More detail on some of the above steps is available in the following section of the Harvard Dataverse user guide: https://guides.dataverse.org/en/latest/user/find-use-data.html#finding-data
3.2 Using R commands
Some limitations of relying purely on a web-browser are that it is a purely manual approach that can become inefficient for large number of data requests and which is not reproducible (thereby limiting transparency about the specific data items / versions used in an analysis). It can therefore be desirable to explore alternatives that are based on programming commands. Programmatic approaches have the advantage of being more readily incorporated into automated and reproducible workflows.

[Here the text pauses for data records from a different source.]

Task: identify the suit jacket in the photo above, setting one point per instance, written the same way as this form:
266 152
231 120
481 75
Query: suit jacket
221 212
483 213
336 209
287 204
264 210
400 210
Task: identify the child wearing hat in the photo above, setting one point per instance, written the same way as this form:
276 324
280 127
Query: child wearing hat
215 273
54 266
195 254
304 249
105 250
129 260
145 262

There are a range of software tools in different languages that can be used to programmatically search and retrieve files in Dataverse Collections. More information on these resources on a dedicated page within the Dataverse Project’s documentation.

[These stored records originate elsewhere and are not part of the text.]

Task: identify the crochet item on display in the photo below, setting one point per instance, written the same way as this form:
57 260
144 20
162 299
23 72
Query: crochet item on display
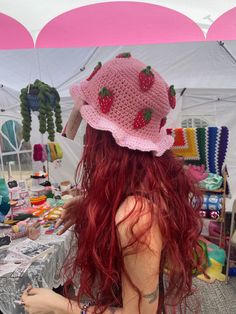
51 152
212 206
129 99
38 152
202 146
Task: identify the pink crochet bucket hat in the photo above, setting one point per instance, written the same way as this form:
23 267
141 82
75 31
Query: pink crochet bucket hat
129 99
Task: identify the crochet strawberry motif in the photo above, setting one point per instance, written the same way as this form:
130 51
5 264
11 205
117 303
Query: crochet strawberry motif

One of these tools is dataverse
- “the R Client for Dataverse Repositories”. The dataverse
R package has a range of functions that are very helpful for general tasks relating to the search and retrieval of files contained in Dataverse Datasets. These functions are not the focus of this tutorial, but you can read more about them on the [packages documentation website]((https://iqss.github.io/dataverse-client-r/).
The remainder of this tutorial is focused on the use of another R package called ready4use
which created by Orygen to help manage open-source data for use in mental health models. The ready4use
R package extends the dataverse
R package and one of its applications is to ingest R objects stored in Dataverse Datasets in the “.Rds” file format directly into an R Session’s working memory. More information about ready4use
is available on its documentation website.

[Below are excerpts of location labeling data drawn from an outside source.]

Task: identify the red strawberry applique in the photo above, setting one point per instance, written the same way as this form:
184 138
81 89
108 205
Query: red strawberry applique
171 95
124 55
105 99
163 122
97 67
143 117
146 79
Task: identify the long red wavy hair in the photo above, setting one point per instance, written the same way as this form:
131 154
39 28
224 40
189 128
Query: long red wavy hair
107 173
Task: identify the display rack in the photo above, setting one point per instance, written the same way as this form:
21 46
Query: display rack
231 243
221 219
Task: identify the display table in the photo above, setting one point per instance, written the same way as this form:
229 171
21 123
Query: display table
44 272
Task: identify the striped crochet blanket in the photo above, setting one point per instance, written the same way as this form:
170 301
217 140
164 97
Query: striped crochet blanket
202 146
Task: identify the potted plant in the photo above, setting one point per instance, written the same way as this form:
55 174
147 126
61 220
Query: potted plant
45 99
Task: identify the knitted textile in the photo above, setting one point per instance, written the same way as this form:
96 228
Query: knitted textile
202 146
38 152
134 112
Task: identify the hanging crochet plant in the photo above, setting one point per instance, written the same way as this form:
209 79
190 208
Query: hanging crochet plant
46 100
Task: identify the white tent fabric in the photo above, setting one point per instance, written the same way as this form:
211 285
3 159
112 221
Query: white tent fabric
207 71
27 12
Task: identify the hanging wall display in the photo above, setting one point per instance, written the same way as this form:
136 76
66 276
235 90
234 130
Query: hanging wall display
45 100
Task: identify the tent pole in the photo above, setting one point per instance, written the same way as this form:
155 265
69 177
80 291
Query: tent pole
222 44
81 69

3.2.1 Install and load required R packages
As ready4use
is still a development package, you may need to first install the devtools
package to help install it. The following commands entered in your R console will do this.
utils::install.packages("devtools")
devtools::install_github("ready4-dev/ready4use")
We now load the ready4use
package and the ready4
framework for youth mental health modelling that it depends on. The ready4
framework will have been automatically installed along with ready4use.
3.2.2 Specify repository details
The next step is to create a Ready4useRepos
object, which in this example we will call X
, that contains the details of the Dataverse Dataset from which we wish to retrieve R objects. We need to supply three pieces of information to Ready4useRepos
. Two of these items of information will be the same for any data item retrieved from our Dataverse Collection and are the Dataverse Collection identifier (which for us is “openmind”) and the server on which the containing Dataverse Installation is hosted (in our case “dataverse.harvard.edu”). The one item of information that will vary based on your requirements is the name / identifier (DOI) of the Dataverse Dataset from which we wish to retrieve data. In this example we are using the DOI for the “Synthetic (fake) youth mental health datasets and data dictionaries” Dataverse Dataset.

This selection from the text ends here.